Integration of lnx

In this tutorial we shall explain integration of the natural logarithmic function $\ln x$. It is an important integral function, but there is no direct method to find it. We shall find the integration of $lnx$ by using the integration by parts method.

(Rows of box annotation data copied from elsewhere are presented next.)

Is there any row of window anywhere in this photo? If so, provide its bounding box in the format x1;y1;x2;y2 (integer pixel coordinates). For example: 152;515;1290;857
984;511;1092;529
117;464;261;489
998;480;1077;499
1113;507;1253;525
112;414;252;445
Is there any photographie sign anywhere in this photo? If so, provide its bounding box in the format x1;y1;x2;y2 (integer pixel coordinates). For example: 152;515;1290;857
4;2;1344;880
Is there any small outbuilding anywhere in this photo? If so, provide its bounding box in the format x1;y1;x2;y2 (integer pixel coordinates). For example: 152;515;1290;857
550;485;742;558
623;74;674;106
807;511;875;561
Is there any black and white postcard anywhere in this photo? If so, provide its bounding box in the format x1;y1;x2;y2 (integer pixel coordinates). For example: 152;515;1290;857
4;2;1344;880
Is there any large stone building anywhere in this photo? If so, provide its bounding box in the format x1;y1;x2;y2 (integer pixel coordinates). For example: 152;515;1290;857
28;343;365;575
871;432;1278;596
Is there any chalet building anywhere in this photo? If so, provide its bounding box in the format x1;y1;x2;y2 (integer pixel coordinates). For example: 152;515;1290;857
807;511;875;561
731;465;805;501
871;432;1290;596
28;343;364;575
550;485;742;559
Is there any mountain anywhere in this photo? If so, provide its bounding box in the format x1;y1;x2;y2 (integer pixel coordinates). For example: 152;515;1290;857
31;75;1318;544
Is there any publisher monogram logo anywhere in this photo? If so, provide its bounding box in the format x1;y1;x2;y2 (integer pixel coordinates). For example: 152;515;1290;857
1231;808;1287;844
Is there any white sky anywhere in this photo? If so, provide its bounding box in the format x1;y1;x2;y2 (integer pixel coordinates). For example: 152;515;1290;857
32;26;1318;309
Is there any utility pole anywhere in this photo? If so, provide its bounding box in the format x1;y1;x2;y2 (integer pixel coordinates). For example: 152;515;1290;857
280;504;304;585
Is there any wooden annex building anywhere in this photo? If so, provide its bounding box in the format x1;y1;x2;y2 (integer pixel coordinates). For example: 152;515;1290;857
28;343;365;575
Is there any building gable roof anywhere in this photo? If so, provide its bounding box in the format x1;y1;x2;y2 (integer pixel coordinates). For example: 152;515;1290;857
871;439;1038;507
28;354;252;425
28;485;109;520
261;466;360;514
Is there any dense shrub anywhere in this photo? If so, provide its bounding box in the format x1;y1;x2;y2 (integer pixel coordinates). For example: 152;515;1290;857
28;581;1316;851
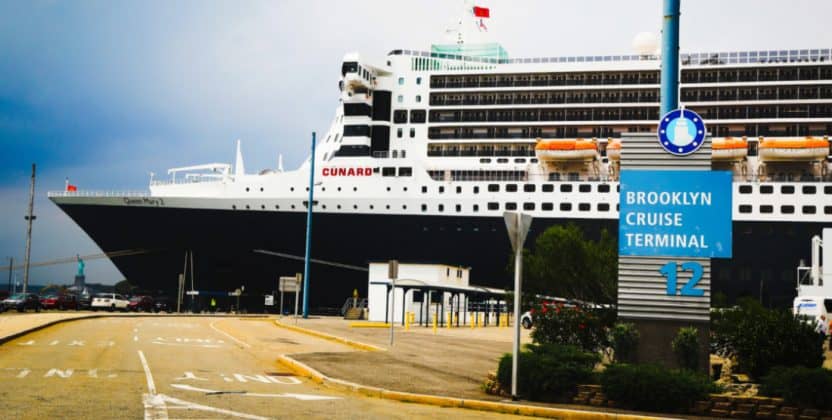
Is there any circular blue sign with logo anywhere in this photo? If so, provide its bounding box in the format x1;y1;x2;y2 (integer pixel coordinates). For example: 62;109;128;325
659;108;707;156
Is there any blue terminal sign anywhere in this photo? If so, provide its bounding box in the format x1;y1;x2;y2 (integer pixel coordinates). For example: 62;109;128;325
618;170;732;258
658;108;707;156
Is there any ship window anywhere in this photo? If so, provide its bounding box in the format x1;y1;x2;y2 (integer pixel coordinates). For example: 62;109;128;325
393;109;407;124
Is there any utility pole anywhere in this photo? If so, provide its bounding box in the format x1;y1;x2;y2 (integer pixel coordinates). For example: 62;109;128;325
303;131;315;318
23;163;35;293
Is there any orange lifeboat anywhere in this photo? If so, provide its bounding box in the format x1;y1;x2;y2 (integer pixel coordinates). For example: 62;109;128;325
534;139;598;161
607;139;621;160
711;137;748;160
760;137;829;162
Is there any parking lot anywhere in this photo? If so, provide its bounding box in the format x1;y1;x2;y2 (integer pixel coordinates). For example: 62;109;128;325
0;313;528;419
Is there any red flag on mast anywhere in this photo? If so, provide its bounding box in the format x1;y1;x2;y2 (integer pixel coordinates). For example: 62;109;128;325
474;6;491;18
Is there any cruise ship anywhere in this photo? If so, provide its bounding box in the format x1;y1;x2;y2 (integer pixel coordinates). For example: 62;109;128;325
50;23;832;311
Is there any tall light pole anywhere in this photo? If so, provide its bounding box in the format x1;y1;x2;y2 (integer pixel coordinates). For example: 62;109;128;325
303;131;315;318
23;163;35;293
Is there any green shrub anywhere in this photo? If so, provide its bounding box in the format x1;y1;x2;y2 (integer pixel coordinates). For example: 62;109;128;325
497;344;600;401
609;323;639;363
601;365;717;412
711;299;824;378
760;366;832;410
671;327;699;370
532;302;615;353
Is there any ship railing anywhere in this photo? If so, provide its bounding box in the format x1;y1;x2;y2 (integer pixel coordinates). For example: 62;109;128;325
47;190;150;197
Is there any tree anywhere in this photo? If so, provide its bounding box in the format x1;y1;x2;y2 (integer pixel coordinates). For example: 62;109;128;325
523;223;618;303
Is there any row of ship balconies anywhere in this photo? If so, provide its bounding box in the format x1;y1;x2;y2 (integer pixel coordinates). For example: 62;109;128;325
430;65;832;89
429;104;832;123
430;85;832;106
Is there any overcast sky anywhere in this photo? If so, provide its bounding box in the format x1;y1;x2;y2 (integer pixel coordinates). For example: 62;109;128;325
0;0;832;284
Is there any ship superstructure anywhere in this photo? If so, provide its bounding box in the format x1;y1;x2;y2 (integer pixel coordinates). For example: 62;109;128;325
50;44;832;306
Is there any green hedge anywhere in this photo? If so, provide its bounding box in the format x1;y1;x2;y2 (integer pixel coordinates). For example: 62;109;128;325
711;299;824;378
497;344;600;401
601;364;718;412
760;366;832;410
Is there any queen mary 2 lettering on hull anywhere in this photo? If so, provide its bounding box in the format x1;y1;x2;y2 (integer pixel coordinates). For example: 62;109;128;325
44;14;832;309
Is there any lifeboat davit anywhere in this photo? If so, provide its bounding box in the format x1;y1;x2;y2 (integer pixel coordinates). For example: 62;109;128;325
534;139;598;161
760;137;829;162
607;139;621;160
711;137;748;160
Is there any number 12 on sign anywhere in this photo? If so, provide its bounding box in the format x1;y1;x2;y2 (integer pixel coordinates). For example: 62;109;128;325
659;261;705;296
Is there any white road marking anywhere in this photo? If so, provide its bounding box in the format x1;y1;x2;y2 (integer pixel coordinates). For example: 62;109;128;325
208;321;251;348
170;384;341;401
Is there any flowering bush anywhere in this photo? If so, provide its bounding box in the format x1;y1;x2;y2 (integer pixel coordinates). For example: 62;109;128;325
531;301;615;352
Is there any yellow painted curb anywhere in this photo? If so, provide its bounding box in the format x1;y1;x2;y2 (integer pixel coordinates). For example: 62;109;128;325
277;355;662;420
274;320;387;351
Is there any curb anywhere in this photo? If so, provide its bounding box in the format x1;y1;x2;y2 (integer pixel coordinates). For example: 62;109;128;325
0;313;270;344
277;354;676;420
274;319;387;351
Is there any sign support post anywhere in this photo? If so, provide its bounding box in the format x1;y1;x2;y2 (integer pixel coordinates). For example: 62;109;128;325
497;212;532;401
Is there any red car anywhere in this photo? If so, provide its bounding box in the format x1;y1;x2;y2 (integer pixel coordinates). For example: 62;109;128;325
127;296;153;312
40;294;78;311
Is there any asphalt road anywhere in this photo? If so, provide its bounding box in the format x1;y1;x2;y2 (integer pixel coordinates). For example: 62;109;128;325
0;317;528;419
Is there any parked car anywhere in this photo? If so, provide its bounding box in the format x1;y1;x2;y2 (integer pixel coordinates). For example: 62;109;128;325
90;293;130;311
40;293;78;311
153;296;173;313
2;293;40;312
127;296;153;312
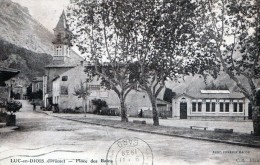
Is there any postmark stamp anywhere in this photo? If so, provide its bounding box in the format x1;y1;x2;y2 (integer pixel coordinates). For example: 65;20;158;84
106;137;153;165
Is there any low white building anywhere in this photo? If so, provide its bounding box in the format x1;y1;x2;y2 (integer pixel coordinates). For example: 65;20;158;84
172;90;252;120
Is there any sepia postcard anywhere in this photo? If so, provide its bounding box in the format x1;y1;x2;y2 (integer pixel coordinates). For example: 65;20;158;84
0;0;260;165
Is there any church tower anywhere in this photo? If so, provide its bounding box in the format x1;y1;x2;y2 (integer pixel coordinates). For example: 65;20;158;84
52;11;70;63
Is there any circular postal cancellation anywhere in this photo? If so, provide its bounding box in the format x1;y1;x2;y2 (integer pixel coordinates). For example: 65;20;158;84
106;137;153;165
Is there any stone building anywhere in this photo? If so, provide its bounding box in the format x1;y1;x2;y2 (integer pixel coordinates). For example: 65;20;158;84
52;62;167;117
43;12;170;117
172;90;252;120
43;12;84;107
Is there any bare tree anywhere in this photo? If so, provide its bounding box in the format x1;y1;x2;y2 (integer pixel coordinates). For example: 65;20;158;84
196;0;260;135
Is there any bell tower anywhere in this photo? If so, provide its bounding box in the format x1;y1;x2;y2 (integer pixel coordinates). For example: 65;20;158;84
52;11;70;62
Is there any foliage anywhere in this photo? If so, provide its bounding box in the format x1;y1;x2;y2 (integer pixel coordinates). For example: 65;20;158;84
91;99;108;114
196;0;260;135
73;81;90;100
163;88;176;103
68;0;198;125
0;39;52;80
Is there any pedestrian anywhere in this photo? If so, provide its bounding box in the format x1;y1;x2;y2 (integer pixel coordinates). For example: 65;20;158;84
33;102;36;111
139;109;143;118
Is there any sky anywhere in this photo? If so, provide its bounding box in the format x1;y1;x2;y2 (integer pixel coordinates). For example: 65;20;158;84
12;0;70;32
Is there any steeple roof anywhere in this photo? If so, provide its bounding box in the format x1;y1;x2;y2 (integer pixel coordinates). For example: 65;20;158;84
53;10;67;30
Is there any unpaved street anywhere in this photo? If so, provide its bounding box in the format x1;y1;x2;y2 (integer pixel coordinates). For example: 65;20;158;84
0;102;260;165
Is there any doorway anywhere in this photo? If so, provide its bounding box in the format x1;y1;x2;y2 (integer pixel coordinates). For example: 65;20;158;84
180;103;187;119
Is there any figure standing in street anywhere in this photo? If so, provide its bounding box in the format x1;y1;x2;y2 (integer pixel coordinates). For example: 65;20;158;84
33;102;36;111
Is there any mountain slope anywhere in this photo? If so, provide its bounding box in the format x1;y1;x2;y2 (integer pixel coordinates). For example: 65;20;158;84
0;0;53;54
0;39;52;82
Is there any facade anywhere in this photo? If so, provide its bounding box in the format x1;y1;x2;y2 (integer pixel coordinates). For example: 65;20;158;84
172;90;252;120
52;63;167;117
43;12;84;107
42;12;170;117
32;77;43;92
0;67;20;111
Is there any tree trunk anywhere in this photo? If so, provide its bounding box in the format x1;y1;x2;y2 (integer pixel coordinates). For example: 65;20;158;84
120;96;128;122
83;99;86;117
252;105;260;136
151;98;159;126
147;91;159;126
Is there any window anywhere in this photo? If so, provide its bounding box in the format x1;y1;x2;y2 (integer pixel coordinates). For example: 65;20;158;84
233;103;237;112
211;103;216;112
56;46;62;56
225;103;229;112
198;102;202;112
61;76;68;81
239;103;243;112
206;102;210;112
60;86;69;95
219;103;224;112
192;102;197;112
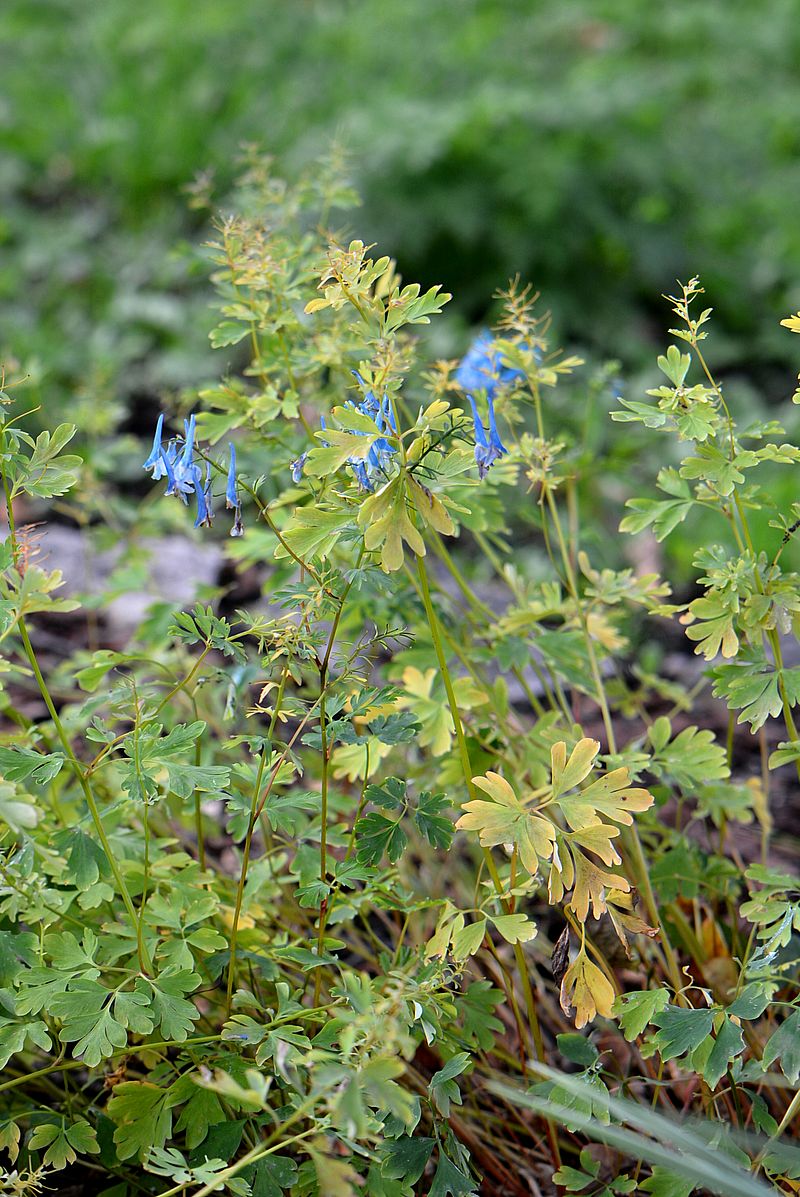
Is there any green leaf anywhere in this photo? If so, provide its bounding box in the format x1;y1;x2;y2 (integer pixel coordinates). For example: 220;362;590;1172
49;977;153;1068
414;791;455;849
356;810;408;864
489;913;537;943
642;1163;696;1197
656;345;692;387
701;1015;745;1089
556;1031;600;1068
172;1074;226;1149
105;1081;174;1160
0;747;65;785
653;1005;714;1063
613;989;669;1043
428;1051;472;1118
727;980;776;1019
428;1150;478;1197
0;1017;53;1069
12;424;83;499
275;505;353;561
762;1010;800;1084
137;971;200;1043
459;980;504;1051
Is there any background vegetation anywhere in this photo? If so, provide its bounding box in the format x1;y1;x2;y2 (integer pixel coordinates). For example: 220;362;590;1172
0;0;800;418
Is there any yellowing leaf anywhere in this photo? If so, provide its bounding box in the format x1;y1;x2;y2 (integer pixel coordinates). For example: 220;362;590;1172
550;740;600;798
358;475;425;573
456;772;556;875
560;952;616;1031
395;666;486;757
331;736;392;782
408;476;455;536
558;766;655;831
570;852;630;923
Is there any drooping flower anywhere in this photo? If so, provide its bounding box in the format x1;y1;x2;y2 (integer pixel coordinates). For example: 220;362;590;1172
289;452;308;482
141;413;164;469
467;395;508;479
143;414;244;536
455;332;522;399
192;461;214;528
225;440;240;510
455;333;522;479
347;370;396;491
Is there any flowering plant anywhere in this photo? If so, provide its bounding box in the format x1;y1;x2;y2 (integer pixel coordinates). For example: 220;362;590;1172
0;158;800;1197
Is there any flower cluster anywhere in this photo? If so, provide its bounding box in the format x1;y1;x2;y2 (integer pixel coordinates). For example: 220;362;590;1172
143;414;244;536
455;333;522;478
347;370;398;491
290;370;398;491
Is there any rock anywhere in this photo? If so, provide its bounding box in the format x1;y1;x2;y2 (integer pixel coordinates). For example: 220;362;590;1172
37;523;224;638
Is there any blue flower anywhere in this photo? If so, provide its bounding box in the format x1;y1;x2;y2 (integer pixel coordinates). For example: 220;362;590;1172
455;333;522;397
347;370;396;491
141;413;164;469
192;462;214;528
144;415;244;536
225;440;240;510
289;452;308;482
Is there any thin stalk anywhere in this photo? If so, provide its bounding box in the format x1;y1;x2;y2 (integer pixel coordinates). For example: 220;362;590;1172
417;557;560;1167
225;745;269;1019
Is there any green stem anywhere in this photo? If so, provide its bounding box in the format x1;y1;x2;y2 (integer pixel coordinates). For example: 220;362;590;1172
225;745;269;1019
417;557;558;1110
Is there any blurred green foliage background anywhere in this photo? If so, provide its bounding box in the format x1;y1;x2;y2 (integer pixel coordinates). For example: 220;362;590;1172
0;0;800;416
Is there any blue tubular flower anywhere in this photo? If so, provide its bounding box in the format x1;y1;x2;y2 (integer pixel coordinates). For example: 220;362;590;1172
159;449;178;502
487;395;508;461
192;464;214;528
225;440;238;510
289;452;308;482
141;413;164;476
455;333;527;397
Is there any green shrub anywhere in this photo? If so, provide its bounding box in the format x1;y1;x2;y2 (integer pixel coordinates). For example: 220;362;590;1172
0;157;800;1197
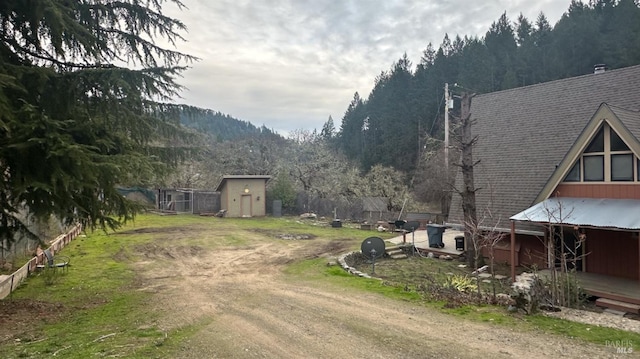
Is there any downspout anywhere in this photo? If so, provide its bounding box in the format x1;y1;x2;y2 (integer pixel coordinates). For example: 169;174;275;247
511;220;516;282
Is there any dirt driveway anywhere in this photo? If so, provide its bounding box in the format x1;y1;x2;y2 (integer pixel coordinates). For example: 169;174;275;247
138;229;635;358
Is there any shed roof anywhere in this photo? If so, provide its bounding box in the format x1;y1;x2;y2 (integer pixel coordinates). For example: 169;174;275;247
216;175;271;192
449;66;640;223
510;197;640;230
362;197;389;212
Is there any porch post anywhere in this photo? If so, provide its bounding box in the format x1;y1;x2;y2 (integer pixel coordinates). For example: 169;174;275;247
511;220;516;282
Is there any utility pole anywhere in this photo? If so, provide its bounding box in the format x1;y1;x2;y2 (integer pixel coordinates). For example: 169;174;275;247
444;82;449;174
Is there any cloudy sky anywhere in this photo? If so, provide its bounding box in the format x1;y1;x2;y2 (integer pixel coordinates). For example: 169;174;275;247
165;0;570;136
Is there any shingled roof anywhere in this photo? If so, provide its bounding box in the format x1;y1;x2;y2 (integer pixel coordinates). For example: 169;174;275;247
448;66;640;228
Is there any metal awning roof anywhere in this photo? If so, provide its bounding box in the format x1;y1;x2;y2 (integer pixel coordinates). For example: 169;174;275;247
510;197;640;230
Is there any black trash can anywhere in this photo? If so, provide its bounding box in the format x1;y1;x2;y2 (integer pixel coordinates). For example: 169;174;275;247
427;224;446;248
456;236;464;251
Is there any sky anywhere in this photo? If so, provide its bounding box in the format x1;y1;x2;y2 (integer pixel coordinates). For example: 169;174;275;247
163;0;570;136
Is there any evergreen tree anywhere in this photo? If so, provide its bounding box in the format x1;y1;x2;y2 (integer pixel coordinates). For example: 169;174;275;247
0;0;194;245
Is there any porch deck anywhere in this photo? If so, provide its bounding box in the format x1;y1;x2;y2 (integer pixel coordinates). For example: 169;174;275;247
540;270;640;305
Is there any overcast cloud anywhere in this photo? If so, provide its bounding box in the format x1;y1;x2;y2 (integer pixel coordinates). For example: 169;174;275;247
165;0;570;135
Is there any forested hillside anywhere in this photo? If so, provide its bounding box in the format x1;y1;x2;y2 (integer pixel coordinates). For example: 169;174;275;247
333;0;640;176
180;105;274;142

The integration of $lnx$ is of the form
$I = \int {\ln xdx}$

When using integration by parts it must have at least two functions, however here there is only one function: $\ln x$. So consider the second function as $1$. Now the integration becomes
$I = \int {\ln x \cdot 1dx} \,\,\,\,{\text{ – – – }}\left( {\text{i}} \right)$

The first function is $\ln x$ and the second function is $1$

Using the formula for integration by parts, we have
$\int {\left[ {f\left( x \right)g\left( x \right)} \right]dx = f\left( x \right)\int {g\left( x \right)dx – \int {\left[ {\frac{d}{{dx}}f\left( x \right)\int {g\left( x \right)dx} } \right]dx} } }$

Using the formula above, equation (i) becomes
$\begin{gathered} I = \ln x\int {1dx – \int {\left[ {\frac{d}{{dx}}\ln x\int {1dx} } \right]dx} } \\ \Rightarrow I = x\ln x – \int {\left[ {\frac{1}{x}x} \right]dx} \\ \Rightarrow I = x\ln x – \int {1dx} \\ \Rightarrow I = x\ln x – x + c \\ \Rightarrow \int {\ln xdx} = x\ln x – x + c \\ \end{gathered}$

Now in further study of integration we can use this integration of $lnx$ as a formula.